This is an interesting list. I'm not usually a fan of listicles (article + list = listicle) since they are rarely carefully curated and someone basically throws the list together to fulfill some quota. You obviously spent a great deal of time putting this together, including figuring out what tool they replace. Very nice.
Two observations/thoughts:
speedtest-cli is fine as long as you understand that the results might not be realistic. Ookla, the organization behind speedtest.net, may have the largest selection of donated speed test servers globally, but ISPs are fully aware of their existence. Some ISPs even go out of their way to lie to their customers such as remove bandwidth caps for connections to the known, public list of Ookla speed test servers so that you get the advertised speeds you are paying for in just that one specific use-case. Ookla also sells cobranded versions of their speed testing widget to the ISPs that cater to each ISP's whims/desires, which I think is pretty sus. That said, something that does speed testing is better than nothing. Speed testing tools are also useful for the datacenter. For example, DigitalOcean advertises a minimum 1Gps link speed but I've seen burst rates up to 3Gps even for their cheapest VPS servers.
The rsync algorithm is different from most differencing algorithms because it does not require the presence of the two files to calculate the delta. Instead, it requires a set of checksums of each block of one file, which together form a signature for that file. Blocks at any position in the other file which have the same checksum are likely to be identical, and whatever remains is the difference.

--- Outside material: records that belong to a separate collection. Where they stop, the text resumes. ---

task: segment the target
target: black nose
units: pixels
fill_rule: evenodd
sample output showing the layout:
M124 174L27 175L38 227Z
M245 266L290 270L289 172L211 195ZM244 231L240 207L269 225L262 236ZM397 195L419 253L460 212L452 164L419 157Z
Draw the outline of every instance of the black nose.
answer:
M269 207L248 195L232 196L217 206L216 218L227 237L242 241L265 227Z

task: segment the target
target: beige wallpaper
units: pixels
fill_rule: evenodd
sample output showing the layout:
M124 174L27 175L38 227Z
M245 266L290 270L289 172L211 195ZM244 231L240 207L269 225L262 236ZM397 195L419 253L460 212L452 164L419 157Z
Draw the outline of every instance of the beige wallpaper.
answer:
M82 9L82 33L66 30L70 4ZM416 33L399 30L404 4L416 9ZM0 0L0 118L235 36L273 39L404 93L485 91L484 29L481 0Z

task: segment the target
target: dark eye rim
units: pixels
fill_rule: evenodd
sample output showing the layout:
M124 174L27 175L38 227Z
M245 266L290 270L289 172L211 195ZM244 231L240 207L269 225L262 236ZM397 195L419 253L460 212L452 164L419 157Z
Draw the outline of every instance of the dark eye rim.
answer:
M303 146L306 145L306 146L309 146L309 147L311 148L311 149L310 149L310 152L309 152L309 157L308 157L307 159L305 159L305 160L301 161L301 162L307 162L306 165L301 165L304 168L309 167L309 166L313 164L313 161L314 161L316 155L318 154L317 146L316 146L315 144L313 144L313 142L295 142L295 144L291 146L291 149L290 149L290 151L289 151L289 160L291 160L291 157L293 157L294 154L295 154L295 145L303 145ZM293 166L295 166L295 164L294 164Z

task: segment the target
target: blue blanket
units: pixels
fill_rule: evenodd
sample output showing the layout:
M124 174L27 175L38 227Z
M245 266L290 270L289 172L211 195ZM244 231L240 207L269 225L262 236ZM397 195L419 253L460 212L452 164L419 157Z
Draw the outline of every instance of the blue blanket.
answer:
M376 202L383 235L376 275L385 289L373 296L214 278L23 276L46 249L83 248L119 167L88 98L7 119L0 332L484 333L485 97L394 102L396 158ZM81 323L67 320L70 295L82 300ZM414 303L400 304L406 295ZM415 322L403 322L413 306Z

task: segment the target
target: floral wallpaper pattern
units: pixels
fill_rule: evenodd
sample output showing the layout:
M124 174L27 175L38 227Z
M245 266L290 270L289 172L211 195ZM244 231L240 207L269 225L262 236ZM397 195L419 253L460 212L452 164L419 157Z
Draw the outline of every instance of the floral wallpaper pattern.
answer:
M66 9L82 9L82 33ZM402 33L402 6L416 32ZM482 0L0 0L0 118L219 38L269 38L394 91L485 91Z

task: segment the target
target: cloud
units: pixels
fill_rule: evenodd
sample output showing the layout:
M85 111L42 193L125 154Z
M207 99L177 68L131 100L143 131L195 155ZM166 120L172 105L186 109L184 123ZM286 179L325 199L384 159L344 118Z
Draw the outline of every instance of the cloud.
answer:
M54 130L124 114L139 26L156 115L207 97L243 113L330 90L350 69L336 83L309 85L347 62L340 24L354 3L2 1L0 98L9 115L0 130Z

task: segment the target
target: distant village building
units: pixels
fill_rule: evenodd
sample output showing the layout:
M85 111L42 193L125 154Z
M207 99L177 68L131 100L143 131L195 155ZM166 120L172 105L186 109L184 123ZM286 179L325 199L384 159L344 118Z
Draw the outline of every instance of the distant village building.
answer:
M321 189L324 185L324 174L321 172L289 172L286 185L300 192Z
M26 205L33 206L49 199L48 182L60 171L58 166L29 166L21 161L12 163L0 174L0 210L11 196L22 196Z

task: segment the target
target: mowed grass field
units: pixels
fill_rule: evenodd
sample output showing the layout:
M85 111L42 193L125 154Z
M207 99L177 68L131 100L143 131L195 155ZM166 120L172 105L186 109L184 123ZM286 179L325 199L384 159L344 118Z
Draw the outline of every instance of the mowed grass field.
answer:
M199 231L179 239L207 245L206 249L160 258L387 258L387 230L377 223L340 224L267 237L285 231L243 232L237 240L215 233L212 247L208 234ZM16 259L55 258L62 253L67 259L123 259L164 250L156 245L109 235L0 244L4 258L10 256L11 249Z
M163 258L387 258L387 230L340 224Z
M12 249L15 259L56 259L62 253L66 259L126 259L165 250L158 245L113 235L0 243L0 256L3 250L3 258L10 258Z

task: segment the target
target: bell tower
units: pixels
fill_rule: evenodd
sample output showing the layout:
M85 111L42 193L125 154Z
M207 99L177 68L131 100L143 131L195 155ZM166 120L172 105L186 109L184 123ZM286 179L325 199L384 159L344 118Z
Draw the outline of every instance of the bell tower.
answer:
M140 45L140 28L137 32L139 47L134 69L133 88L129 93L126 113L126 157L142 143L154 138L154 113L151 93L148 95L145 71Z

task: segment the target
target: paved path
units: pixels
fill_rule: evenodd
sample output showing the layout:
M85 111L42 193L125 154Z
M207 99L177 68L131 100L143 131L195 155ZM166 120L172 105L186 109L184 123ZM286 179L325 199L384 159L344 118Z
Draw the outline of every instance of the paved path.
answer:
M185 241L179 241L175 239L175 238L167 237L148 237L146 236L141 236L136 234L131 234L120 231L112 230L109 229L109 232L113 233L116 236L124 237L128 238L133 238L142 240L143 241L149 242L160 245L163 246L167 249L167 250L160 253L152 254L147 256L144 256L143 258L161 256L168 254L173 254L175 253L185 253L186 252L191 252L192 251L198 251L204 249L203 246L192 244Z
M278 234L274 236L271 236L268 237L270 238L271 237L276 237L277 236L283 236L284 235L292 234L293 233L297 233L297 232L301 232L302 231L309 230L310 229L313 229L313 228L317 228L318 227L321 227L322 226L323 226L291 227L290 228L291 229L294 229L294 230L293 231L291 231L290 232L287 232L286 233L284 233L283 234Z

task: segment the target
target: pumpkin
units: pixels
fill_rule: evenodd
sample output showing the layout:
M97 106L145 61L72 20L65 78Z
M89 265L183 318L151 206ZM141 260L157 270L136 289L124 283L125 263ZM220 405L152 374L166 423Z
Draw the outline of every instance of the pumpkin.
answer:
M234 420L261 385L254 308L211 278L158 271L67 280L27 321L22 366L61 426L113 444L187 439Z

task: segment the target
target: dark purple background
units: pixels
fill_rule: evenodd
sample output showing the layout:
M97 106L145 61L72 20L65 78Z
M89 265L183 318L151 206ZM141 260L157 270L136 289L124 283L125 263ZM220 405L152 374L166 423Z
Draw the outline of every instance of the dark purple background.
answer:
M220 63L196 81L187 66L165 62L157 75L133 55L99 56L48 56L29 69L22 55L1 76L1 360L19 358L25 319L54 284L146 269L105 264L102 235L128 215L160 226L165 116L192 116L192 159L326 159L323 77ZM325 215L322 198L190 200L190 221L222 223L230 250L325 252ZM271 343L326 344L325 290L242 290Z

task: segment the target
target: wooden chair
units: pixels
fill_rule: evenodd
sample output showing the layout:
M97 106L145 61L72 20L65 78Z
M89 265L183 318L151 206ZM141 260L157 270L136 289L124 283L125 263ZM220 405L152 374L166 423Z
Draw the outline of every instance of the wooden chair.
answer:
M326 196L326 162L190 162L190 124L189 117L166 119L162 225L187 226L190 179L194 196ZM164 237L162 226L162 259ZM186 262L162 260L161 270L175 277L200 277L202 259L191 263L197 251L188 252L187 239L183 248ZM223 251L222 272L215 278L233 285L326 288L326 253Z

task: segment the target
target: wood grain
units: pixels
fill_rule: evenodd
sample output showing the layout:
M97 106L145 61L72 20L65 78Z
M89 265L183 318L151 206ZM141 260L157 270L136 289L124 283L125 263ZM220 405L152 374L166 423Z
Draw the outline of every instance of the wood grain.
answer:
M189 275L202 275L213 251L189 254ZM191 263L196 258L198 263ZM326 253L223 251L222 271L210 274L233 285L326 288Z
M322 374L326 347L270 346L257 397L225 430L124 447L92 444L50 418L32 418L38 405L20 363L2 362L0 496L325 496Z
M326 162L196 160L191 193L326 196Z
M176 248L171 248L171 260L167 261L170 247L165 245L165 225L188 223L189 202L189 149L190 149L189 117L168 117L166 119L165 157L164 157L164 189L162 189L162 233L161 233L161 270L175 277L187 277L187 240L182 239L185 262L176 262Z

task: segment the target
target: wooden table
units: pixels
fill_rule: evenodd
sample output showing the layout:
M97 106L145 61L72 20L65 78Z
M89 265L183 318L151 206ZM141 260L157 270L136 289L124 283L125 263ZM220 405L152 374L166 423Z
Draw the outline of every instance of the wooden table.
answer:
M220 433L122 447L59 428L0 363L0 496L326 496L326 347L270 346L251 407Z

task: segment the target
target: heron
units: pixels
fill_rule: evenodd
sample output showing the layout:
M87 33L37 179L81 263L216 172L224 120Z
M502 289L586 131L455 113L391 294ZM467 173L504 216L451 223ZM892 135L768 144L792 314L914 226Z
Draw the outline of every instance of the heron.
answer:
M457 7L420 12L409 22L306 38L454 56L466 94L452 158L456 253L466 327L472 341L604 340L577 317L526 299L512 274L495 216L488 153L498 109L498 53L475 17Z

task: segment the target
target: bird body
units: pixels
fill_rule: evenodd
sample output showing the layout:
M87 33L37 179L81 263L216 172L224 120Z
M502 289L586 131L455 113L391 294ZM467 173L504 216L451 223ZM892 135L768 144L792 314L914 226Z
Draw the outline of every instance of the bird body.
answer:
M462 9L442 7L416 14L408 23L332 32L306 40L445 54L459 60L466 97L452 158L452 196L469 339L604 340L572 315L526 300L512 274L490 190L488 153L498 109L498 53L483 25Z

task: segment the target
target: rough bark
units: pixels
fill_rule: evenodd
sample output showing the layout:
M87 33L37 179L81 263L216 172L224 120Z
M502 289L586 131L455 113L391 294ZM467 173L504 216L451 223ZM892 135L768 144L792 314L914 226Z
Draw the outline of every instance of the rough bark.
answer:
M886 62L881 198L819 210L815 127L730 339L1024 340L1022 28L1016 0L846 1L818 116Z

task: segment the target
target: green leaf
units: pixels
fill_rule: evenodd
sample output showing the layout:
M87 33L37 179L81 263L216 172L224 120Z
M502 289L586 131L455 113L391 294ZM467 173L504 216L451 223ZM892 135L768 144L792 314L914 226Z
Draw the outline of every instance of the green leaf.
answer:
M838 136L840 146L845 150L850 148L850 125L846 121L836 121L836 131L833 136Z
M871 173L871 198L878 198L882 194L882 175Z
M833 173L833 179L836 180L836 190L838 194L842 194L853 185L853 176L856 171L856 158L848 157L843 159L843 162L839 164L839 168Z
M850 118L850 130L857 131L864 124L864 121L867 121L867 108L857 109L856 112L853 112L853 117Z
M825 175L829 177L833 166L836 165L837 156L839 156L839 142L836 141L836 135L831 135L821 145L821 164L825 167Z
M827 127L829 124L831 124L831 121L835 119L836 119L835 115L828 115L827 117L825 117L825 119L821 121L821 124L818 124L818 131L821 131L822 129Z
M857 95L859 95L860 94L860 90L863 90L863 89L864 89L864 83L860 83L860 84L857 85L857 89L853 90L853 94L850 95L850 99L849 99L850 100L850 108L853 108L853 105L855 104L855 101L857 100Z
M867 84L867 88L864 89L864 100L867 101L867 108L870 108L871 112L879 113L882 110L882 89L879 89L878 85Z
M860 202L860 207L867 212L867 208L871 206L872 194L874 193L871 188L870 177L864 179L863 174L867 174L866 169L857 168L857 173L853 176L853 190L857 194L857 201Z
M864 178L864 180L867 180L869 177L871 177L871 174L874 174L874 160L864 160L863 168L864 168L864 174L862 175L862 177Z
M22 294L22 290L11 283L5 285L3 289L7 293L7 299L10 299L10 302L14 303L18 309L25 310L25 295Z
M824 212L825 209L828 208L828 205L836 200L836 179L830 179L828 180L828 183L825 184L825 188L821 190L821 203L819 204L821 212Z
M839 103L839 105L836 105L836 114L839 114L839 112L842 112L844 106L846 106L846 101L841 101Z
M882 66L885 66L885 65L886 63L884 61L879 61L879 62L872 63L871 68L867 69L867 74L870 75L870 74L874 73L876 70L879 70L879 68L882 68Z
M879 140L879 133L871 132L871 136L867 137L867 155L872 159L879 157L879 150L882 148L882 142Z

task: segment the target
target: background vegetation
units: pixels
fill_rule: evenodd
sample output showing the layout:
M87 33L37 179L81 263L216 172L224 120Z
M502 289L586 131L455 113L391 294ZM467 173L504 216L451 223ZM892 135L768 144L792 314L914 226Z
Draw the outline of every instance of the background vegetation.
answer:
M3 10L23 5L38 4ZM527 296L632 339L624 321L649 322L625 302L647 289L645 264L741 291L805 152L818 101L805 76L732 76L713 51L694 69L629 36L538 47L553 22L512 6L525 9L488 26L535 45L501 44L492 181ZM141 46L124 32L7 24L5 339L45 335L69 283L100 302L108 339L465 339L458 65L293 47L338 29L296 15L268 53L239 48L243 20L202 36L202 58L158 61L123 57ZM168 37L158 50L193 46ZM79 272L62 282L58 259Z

The bolded portion is the important phrase that makes both librsync and anything built on it likely to introduce data corruption over time. There is no guarantee that the same checksum of a portion of a file means that the stored data is actually identical. I have personally witnessed significant data corruption due to the underlying algorithm used in librsync. rsync and librsync are, in my experience, unsuitable for the purposes that they claim to be suitable for.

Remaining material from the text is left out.